Any other uses and disclosures will be made only with your written authorization. You will be provided with an authorization form upon request. A separate form will be needed for each request for release of information. The authorization for release of records is valid until it expires or is revoked. You may revoke authorization in writing and I am required to honor and abide by that written request, except to the extent that we have already taken actions relying on your authorization.
CONFIDENTIALITY: All information disclosed within sessions and the written records pertaining to those sessions are confidential and may not be revealed to anyone without your written permission except where disclosure is required by law.
MINORS: All information pertaining to minors will be released to their parents or legal guardians upon their request, unless it would seriously affect the therapeutic process. The adult accompanying a minor and the parents (or guardians of the minor) are responsible for full payment (regardless of divorce decree if applicable).

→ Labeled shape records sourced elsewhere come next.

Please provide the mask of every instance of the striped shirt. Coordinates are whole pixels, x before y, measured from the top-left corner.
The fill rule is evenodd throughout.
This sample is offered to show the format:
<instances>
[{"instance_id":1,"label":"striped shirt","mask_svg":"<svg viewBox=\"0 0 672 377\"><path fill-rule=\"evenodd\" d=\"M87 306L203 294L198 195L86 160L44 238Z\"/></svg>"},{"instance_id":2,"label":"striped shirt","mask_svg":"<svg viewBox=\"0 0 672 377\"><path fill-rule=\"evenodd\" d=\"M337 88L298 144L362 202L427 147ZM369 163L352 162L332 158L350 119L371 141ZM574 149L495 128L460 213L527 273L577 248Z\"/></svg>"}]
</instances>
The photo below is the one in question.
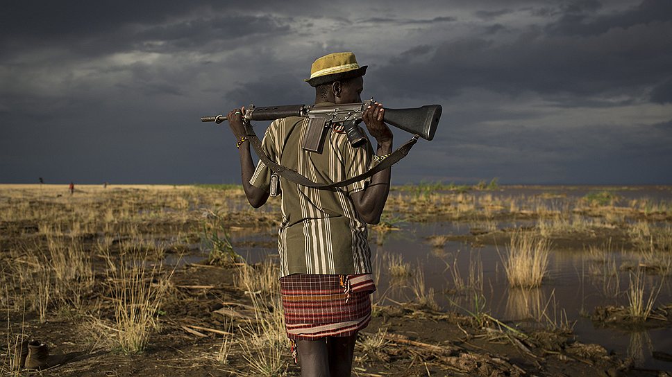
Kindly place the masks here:
<instances>
[{"instance_id":1,"label":"striped shirt","mask_svg":"<svg viewBox=\"0 0 672 377\"><path fill-rule=\"evenodd\" d=\"M327 132L321 154L303 150L301 141L308 126L307 118L274 121L262 143L267 156L314 182L328 184L362 174L371 165L370 143L353 148L345 133L333 130ZM271 173L260 161L250 184L269 192ZM335 191L300 186L283 177L280 181L280 277L371 273L367 224L360 218L351 198L370 179Z\"/></svg>"}]
</instances>

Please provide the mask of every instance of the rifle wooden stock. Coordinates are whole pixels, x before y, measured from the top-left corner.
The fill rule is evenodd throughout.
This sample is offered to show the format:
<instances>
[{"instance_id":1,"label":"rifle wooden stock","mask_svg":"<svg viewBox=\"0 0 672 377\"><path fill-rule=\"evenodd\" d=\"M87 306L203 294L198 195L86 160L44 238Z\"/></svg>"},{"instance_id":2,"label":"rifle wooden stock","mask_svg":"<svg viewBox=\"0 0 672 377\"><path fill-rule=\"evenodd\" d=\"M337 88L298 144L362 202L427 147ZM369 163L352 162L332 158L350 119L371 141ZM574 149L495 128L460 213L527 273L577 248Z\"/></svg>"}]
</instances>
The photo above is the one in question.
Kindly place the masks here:
<instances>
[{"instance_id":1,"label":"rifle wooden stock","mask_svg":"<svg viewBox=\"0 0 672 377\"><path fill-rule=\"evenodd\" d=\"M432 140L441 118L440 105L426 105L413 109L385 109L383 120L386 123Z\"/></svg>"},{"instance_id":2,"label":"rifle wooden stock","mask_svg":"<svg viewBox=\"0 0 672 377\"><path fill-rule=\"evenodd\" d=\"M287 116L304 116L320 119L326 122L338 123L362 120L367 107L373 103L373 98L362 103L346 103L331 106L289 105L267 106L247 109L243 118L247 121L274 121ZM434 139L441 118L440 105L426 105L410 109L385 108L383 121L387 124L416 134L426 140ZM223 116L203 116L203 122L221 121ZM312 122L317 123L317 122Z\"/></svg>"}]
</instances>

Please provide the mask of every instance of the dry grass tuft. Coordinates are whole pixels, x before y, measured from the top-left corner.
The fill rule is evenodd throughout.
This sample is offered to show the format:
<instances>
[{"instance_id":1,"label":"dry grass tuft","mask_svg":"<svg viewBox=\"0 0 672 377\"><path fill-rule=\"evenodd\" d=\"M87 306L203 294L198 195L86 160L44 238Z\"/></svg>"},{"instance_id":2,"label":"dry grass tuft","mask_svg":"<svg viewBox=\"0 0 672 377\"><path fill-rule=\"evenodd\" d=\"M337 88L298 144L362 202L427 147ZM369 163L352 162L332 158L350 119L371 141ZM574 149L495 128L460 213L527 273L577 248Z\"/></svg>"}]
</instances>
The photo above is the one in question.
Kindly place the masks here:
<instances>
[{"instance_id":1,"label":"dry grass tuft","mask_svg":"<svg viewBox=\"0 0 672 377\"><path fill-rule=\"evenodd\" d=\"M654 284L647 296L645 277L646 275L641 269L638 269L637 273L630 273L630 286L627 292L628 312L636 322L646 321L653 310L653 305L663 286L661 282L656 289Z\"/></svg>"},{"instance_id":2,"label":"dry grass tuft","mask_svg":"<svg viewBox=\"0 0 672 377\"><path fill-rule=\"evenodd\" d=\"M135 249L122 253L115 261L105 255L108 270L107 285L111 294L115 322L101 324L124 353L141 352L158 326L159 307L174 270L166 274L162 263L150 263L146 252Z\"/></svg>"},{"instance_id":3,"label":"dry grass tuft","mask_svg":"<svg viewBox=\"0 0 672 377\"><path fill-rule=\"evenodd\" d=\"M548 273L551 242L533 234L517 231L511 237L507 253L502 256L509 285L534 288Z\"/></svg>"},{"instance_id":4,"label":"dry grass tuft","mask_svg":"<svg viewBox=\"0 0 672 377\"><path fill-rule=\"evenodd\" d=\"M411 264L403 261L401 254L386 254L383 256L387 265L387 271L394 279L405 279L410 277Z\"/></svg>"}]
</instances>

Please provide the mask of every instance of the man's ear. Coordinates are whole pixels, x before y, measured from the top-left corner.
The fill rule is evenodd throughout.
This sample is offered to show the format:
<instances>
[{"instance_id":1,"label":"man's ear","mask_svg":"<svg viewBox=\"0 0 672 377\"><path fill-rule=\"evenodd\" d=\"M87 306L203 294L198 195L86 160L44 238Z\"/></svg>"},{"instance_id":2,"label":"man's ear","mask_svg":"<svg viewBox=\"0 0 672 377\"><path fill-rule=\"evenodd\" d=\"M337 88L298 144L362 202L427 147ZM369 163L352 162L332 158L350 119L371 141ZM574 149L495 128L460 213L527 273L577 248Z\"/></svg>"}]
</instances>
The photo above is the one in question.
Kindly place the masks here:
<instances>
[{"instance_id":1,"label":"man's ear","mask_svg":"<svg viewBox=\"0 0 672 377\"><path fill-rule=\"evenodd\" d=\"M331 84L331 90L333 91L334 96L337 97L341 96L341 87L342 85L340 81L334 81Z\"/></svg>"}]
</instances>

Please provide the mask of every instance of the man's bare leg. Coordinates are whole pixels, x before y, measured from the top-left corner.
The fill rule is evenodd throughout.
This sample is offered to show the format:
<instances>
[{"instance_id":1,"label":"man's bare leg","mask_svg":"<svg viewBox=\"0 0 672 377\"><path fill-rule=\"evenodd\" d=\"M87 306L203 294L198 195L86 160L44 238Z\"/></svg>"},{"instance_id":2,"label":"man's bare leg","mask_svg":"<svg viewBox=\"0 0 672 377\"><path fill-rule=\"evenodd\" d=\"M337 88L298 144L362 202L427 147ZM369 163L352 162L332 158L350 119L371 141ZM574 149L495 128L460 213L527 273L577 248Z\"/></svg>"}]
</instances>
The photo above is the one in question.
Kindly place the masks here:
<instances>
[{"instance_id":1,"label":"man's bare leg","mask_svg":"<svg viewBox=\"0 0 672 377\"><path fill-rule=\"evenodd\" d=\"M357 335L348 337L329 337L329 372L331 377L350 377Z\"/></svg>"},{"instance_id":2,"label":"man's bare leg","mask_svg":"<svg viewBox=\"0 0 672 377\"><path fill-rule=\"evenodd\" d=\"M296 340L296 351L299 353L299 363L301 367L301 377L329 376L329 354L324 338L317 340Z\"/></svg>"}]
</instances>

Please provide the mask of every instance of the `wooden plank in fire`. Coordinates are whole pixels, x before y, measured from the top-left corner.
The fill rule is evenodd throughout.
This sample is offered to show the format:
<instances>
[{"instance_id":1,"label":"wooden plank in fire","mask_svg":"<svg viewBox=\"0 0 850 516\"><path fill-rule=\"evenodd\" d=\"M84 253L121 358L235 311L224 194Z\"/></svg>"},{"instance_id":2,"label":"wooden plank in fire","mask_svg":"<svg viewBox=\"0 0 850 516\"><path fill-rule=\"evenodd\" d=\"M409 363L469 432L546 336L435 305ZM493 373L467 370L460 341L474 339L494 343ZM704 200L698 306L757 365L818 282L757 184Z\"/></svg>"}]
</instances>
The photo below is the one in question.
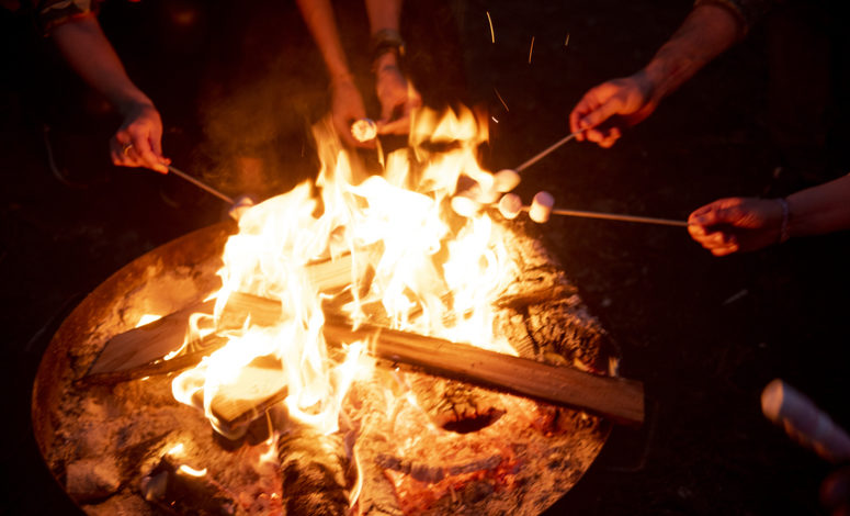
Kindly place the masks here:
<instances>
[{"instance_id":1,"label":"wooden plank in fire","mask_svg":"<svg viewBox=\"0 0 850 516\"><path fill-rule=\"evenodd\" d=\"M238 327L249 315L252 324L275 324L280 310L279 301L234 293L228 298L224 313L227 321ZM551 366L373 325L354 329L344 317L335 314L326 314L324 333L330 343L370 340L369 349L373 356L430 374L587 410L615 423L641 425L644 420L644 390L638 381Z\"/></svg>"}]
</instances>

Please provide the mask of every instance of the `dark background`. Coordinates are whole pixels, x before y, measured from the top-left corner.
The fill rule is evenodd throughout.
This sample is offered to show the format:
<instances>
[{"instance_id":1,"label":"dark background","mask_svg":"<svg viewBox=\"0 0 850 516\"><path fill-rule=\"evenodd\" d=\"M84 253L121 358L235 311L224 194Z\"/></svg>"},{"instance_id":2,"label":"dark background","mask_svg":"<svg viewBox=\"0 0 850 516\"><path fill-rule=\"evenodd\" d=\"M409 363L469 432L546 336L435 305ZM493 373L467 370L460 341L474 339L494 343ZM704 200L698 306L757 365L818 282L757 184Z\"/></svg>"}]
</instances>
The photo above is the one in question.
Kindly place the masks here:
<instances>
[{"instance_id":1,"label":"dark background","mask_svg":"<svg viewBox=\"0 0 850 516\"><path fill-rule=\"evenodd\" d=\"M179 178L113 167L106 142L120 119L14 3L0 9L0 513L72 514L30 427L42 352L112 272L219 221L226 206ZM481 156L489 169L566 135L581 94L636 71L691 7L552 3L406 8L408 67L426 100L461 99L498 120ZM683 220L719 197L786 194L846 172L847 139L827 132L840 127L847 91L846 43L834 37L841 20L811 5L774 12L612 149L564 146L529 169L519 193L546 189L564 207ZM375 113L362 5L340 2L338 14ZM100 20L159 108L175 166L238 194L235 156L253 156L268 178L265 191L250 192L260 197L315 170L305 127L325 111L327 83L294 5L112 0ZM622 348L622 374L644 382L648 410L642 429L614 429L549 513L821 514L817 490L830 465L769 424L759 395L783 378L850 427L847 233L723 259L680 228L560 218L546 238Z\"/></svg>"}]
</instances>

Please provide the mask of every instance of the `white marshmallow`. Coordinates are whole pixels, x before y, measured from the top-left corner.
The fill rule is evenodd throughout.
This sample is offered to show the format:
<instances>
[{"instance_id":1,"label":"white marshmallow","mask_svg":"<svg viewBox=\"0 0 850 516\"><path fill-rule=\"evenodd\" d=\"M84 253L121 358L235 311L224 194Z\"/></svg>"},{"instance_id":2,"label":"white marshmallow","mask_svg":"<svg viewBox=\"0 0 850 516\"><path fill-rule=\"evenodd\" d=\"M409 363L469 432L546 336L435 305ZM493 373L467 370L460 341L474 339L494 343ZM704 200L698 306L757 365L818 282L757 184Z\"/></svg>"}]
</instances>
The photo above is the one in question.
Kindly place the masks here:
<instances>
[{"instance_id":1,"label":"white marshmallow","mask_svg":"<svg viewBox=\"0 0 850 516\"><path fill-rule=\"evenodd\" d=\"M253 202L253 199L251 199L250 195L241 195L239 199L234 201L233 206L227 211L227 214L230 215L230 218L234 221L239 221L239 218L245 215L245 212L247 212L251 206L253 206L256 203Z\"/></svg>"},{"instance_id":2,"label":"white marshmallow","mask_svg":"<svg viewBox=\"0 0 850 516\"><path fill-rule=\"evenodd\" d=\"M531 202L531 209L529 210L529 217L537 223L544 223L549 220L552 214L552 206L555 205L555 198L549 192L537 192L534 195L534 200Z\"/></svg>"},{"instance_id":3,"label":"white marshmallow","mask_svg":"<svg viewBox=\"0 0 850 516\"><path fill-rule=\"evenodd\" d=\"M475 216L480 209L480 203L473 199L469 192L461 192L452 198L452 210L466 218Z\"/></svg>"},{"instance_id":4,"label":"white marshmallow","mask_svg":"<svg viewBox=\"0 0 850 516\"><path fill-rule=\"evenodd\" d=\"M509 221L517 218L522 211L522 199L515 193L506 193L499 200L499 213Z\"/></svg>"}]
</instances>

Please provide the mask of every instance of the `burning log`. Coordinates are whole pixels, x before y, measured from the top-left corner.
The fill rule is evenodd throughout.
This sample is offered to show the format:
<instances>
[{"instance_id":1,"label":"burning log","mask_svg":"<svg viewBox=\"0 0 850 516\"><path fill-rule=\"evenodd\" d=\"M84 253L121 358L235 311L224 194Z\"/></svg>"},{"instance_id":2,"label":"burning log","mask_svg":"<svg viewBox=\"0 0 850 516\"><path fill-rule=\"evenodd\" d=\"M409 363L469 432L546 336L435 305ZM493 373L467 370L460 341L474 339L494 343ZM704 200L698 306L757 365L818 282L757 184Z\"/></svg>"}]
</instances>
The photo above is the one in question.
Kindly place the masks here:
<instances>
[{"instance_id":1,"label":"burning log","mask_svg":"<svg viewBox=\"0 0 850 516\"><path fill-rule=\"evenodd\" d=\"M250 315L256 325L280 319L280 303L234 293L224 309L230 324ZM223 316L224 318L224 316ZM373 340L370 352L390 362L479 385L506 390L549 403L576 406L617 423L644 419L643 385L623 378L602 377L567 367L488 351L445 339L362 325L354 329L343 317L326 315L325 338L331 343Z\"/></svg>"},{"instance_id":2,"label":"burning log","mask_svg":"<svg viewBox=\"0 0 850 516\"><path fill-rule=\"evenodd\" d=\"M277 440L286 514L339 516L351 513L356 464L340 434L298 426Z\"/></svg>"},{"instance_id":3,"label":"burning log","mask_svg":"<svg viewBox=\"0 0 850 516\"><path fill-rule=\"evenodd\" d=\"M343 255L333 260L321 260L306 267L310 282L319 292L339 292L352 284L352 267L361 257ZM363 260L365 261L365 260ZM364 277L369 274L365 273ZM226 344L227 339L211 335L192 343L192 351L165 360L179 350L186 339L192 314L213 314L215 299L188 306L152 323L118 334L106 343L92 366L77 384L110 384L163 374L194 366L201 359Z\"/></svg>"}]
</instances>

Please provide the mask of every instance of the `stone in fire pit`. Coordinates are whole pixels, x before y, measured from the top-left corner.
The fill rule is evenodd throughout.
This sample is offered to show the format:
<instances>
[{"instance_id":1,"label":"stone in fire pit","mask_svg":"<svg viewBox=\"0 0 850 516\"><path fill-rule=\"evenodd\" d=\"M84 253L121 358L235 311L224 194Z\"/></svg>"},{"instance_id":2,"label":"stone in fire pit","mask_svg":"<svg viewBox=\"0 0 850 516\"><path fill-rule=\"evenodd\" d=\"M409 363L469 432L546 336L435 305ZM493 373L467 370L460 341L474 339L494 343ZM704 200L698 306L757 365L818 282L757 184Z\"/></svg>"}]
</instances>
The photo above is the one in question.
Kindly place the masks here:
<instances>
[{"instance_id":1,"label":"stone in fire pit","mask_svg":"<svg viewBox=\"0 0 850 516\"><path fill-rule=\"evenodd\" d=\"M523 357L615 373L617 354L604 332L526 229L512 225L508 233L519 267L501 296L498 332ZM283 514L281 470L262 431L226 442L202 414L172 399L170 377L73 386L104 343L143 314L171 313L214 292L231 231L211 226L127 265L75 310L48 347L33 399L36 439L86 513L160 514L141 485L165 457L205 470L220 498L233 500L234 514ZM349 392L340 434L340 442L355 442L361 514L539 514L580 479L610 430L583 412L418 372L377 371Z\"/></svg>"}]
</instances>

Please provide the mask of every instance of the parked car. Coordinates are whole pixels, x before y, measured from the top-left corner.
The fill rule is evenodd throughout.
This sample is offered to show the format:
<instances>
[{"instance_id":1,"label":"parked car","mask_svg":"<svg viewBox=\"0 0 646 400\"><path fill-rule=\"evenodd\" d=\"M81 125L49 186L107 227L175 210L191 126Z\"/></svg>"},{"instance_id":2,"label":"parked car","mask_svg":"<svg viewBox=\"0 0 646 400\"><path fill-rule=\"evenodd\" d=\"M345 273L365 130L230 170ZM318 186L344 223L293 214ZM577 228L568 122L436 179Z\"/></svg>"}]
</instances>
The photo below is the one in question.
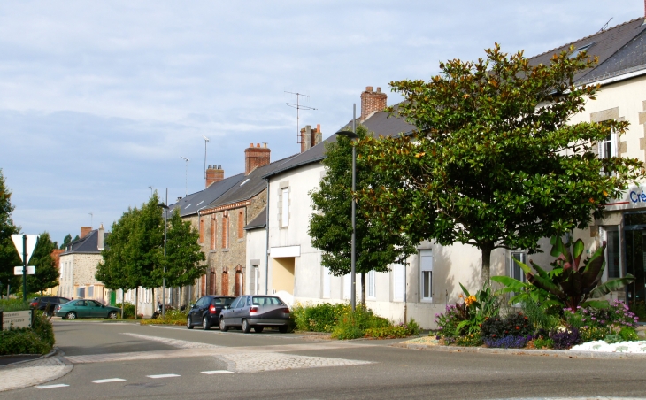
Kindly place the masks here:
<instances>
[{"instance_id":1,"label":"parked car","mask_svg":"<svg viewBox=\"0 0 646 400\"><path fill-rule=\"evenodd\" d=\"M47 297L34 297L29 303L29 306L33 310L40 310L48 317L54 314L54 309L58 304L65 304L70 299L59 297L58 296L50 296Z\"/></svg>"},{"instance_id":2,"label":"parked car","mask_svg":"<svg viewBox=\"0 0 646 400\"><path fill-rule=\"evenodd\" d=\"M120 308L104 305L96 300L72 300L56 308L54 314L65 319L77 318L110 318L116 319L121 312Z\"/></svg>"},{"instance_id":3,"label":"parked car","mask_svg":"<svg viewBox=\"0 0 646 400\"><path fill-rule=\"evenodd\" d=\"M234 300L235 300L235 297L228 296L204 296L200 297L188 310L188 316L186 318L186 327L193 329L196 325L202 325L203 329L209 330L211 327L217 327L219 321L219 313L231 305Z\"/></svg>"},{"instance_id":4,"label":"parked car","mask_svg":"<svg viewBox=\"0 0 646 400\"><path fill-rule=\"evenodd\" d=\"M275 296L241 296L219 315L219 330L240 327L245 334L251 328L262 332L277 327L281 334L289 329L289 308Z\"/></svg>"}]
</instances>

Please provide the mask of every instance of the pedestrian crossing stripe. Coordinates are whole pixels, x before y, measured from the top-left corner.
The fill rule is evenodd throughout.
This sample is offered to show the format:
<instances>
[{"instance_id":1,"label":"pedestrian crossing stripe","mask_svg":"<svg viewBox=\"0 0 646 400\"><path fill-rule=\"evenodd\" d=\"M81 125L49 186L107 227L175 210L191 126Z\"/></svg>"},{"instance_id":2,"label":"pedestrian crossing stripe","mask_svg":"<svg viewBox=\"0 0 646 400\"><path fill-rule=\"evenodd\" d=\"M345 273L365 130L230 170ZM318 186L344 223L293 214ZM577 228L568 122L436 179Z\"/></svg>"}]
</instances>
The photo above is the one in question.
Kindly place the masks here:
<instances>
[{"instance_id":1,"label":"pedestrian crossing stripe","mask_svg":"<svg viewBox=\"0 0 646 400\"><path fill-rule=\"evenodd\" d=\"M36 386L36 388L66 388L70 385L65 385L65 383L57 383L55 385L40 385Z\"/></svg>"},{"instance_id":2,"label":"pedestrian crossing stripe","mask_svg":"<svg viewBox=\"0 0 646 400\"><path fill-rule=\"evenodd\" d=\"M152 379L174 378L174 377L177 377L177 376L181 376L181 375L177 375L175 373L164 373L164 374L161 374L161 375L146 375L146 377L152 378Z\"/></svg>"}]
</instances>

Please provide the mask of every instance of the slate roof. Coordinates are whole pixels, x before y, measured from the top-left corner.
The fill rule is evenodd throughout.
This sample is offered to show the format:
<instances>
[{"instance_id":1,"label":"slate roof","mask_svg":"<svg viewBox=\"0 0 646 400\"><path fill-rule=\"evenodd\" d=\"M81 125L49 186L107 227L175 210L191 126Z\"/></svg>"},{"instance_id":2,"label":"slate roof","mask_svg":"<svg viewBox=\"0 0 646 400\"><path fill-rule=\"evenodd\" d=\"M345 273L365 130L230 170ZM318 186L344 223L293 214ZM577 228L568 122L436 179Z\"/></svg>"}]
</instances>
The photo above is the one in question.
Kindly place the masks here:
<instances>
[{"instance_id":1,"label":"slate roof","mask_svg":"<svg viewBox=\"0 0 646 400\"><path fill-rule=\"evenodd\" d=\"M101 250L98 249L98 229L89 231L89 233L82 238L73 241L70 243L70 250L67 250L65 249L65 252L61 253L60 256L73 253L100 254ZM109 232L105 232L106 238L109 235Z\"/></svg>"},{"instance_id":2,"label":"slate roof","mask_svg":"<svg viewBox=\"0 0 646 400\"><path fill-rule=\"evenodd\" d=\"M617 57L619 55L618 51L633 41L635 36L641 35L644 29L646 29L644 18L640 17L616 27L610 27L606 30L597 32L595 35L590 35L574 42L570 42L569 43L552 49L549 51L545 51L544 53L529 58L529 63L534 65L538 64L549 65L550 60L554 54L566 51L569 50L570 46L573 46L576 50L592 43L592 45L586 50L586 52L590 58L595 56L598 58L599 63L597 64L597 66L594 69L583 71L574 76L574 81L578 83L589 82L591 81L590 78L597 75L596 72L599 70L599 67L603 66L603 65L611 58L617 60L619 58ZM642 56L643 56L643 54ZM615 63L616 61L611 61L610 64ZM612 68L610 65L608 66L611 69Z\"/></svg>"},{"instance_id":3,"label":"slate roof","mask_svg":"<svg viewBox=\"0 0 646 400\"><path fill-rule=\"evenodd\" d=\"M351 126L351 124L352 121L350 120L348 125L346 125L346 127L339 130L346 130L348 128L347 127ZM396 116L391 117L386 112L375 112L374 114L370 116L370 118L365 119L363 122L363 125L365 125L365 127L368 128L368 131L373 132L378 136L380 135L384 136L394 136L399 134L407 134L415 129L414 126L409 124L401 118ZM286 171L289 171L299 166L307 165L308 164L317 163L322 160L326 158L326 143L335 141L336 134L333 134L330 137L324 140L320 143L317 144L307 151L297 154L289 161L280 165L280 167L276 168L271 173L266 173L265 176L263 176L263 178L269 178L270 176L277 175Z\"/></svg>"},{"instance_id":4,"label":"slate roof","mask_svg":"<svg viewBox=\"0 0 646 400\"><path fill-rule=\"evenodd\" d=\"M225 178L222 181L212 183L208 188L196 193L192 193L186 197L180 199L179 202L168 206L168 213L170 214L175 208L181 207L180 215L186 217L191 214L196 214L198 211L206 208L213 201L220 197L222 195L229 191L235 185L244 180L244 173Z\"/></svg>"},{"instance_id":5,"label":"slate roof","mask_svg":"<svg viewBox=\"0 0 646 400\"><path fill-rule=\"evenodd\" d=\"M273 170L279 168L282 164L288 162L294 157L296 156L289 156L267 164L266 165L259 166L251 171L251 173L247 176L244 176L244 173L242 173L242 178L238 181L239 183L237 185L232 186L222 196L207 204L206 207L202 208L211 209L220 205L227 205L249 200L266 188L267 182L263 179L264 175L271 173Z\"/></svg>"},{"instance_id":6,"label":"slate roof","mask_svg":"<svg viewBox=\"0 0 646 400\"><path fill-rule=\"evenodd\" d=\"M258 229L267 226L267 207L265 207L259 214L254 218L251 222L244 227L244 230Z\"/></svg>"}]
</instances>

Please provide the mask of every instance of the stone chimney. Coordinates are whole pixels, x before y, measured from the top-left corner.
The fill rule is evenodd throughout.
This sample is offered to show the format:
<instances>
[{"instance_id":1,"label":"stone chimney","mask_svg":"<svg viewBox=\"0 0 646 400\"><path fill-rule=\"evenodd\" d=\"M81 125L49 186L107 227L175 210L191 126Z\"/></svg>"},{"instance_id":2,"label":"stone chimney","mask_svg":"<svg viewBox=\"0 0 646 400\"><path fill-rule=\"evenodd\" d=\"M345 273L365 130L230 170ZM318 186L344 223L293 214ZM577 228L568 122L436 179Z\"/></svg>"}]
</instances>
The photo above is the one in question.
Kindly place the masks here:
<instances>
[{"instance_id":1,"label":"stone chimney","mask_svg":"<svg viewBox=\"0 0 646 400\"><path fill-rule=\"evenodd\" d=\"M301 129L301 152L307 151L323 141L320 124L317 124L316 130L311 130L311 125Z\"/></svg>"},{"instance_id":2,"label":"stone chimney","mask_svg":"<svg viewBox=\"0 0 646 400\"><path fill-rule=\"evenodd\" d=\"M104 224L99 226L99 237L96 240L96 248L98 250L104 250L105 247L105 229L104 229Z\"/></svg>"},{"instance_id":3,"label":"stone chimney","mask_svg":"<svg viewBox=\"0 0 646 400\"><path fill-rule=\"evenodd\" d=\"M212 183L219 182L224 179L224 170L222 165L209 165L206 168L206 187Z\"/></svg>"},{"instance_id":4,"label":"stone chimney","mask_svg":"<svg viewBox=\"0 0 646 400\"><path fill-rule=\"evenodd\" d=\"M367 86L365 91L361 94L360 121L365 121L376 112L384 111L387 97L385 93L381 93L381 88L377 88L377 91L373 92L373 87Z\"/></svg>"},{"instance_id":5,"label":"stone chimney","mask_svg":"<svg viewBox=\"0 0 646 400\"><path fill-rule=\"evenodd\" d=\"M92 227L81 227L81 235L79 236L80 239L84 238L92 232Z\"/></svg>"},{"instance_id":6,"label":"stone chimney","mask_svg":"<svg viewBox=\"0 0 646 400\"><path fill-rule=\"evenodd\" d=\"M263 143L263 147L260 143L256 143L256 147L250 144L249 149L244 150L244 174L249 175L256 168L269 164L271 152L267 143Z\"/></svg>"}]
</instances>

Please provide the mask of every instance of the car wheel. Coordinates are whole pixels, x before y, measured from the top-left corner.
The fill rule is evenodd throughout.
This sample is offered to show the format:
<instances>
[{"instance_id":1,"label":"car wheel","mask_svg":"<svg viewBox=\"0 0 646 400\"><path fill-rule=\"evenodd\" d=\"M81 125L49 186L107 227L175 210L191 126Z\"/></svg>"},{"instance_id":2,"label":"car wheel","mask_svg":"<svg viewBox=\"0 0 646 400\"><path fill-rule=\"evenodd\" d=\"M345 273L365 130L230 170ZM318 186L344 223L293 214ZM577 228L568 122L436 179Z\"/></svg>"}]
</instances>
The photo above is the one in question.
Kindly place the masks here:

WHEN DISCLOSURE IS REQUIRED OR MAY BE REQUIRED BY LAW
Some of the circumstances where disclosure is required or may be required by law are:
where there is a reasonable suspicion of child, dependent, or elder abuse or neglect
where a client presents a danger to self, to others, to property, or is gravely disabled
when a client's family member communicates to me that the client presents a danger to others
If you present your mental status as an issue in litigation, the defendant may have the right to request my psychotherapy records and/or testimony
I have read the above Office Policies, Privacy Practice, General Information, Informed Consent for Psychotherapy carefully. I understand them and agree to comply with them. My electronic signature serves as my agreement.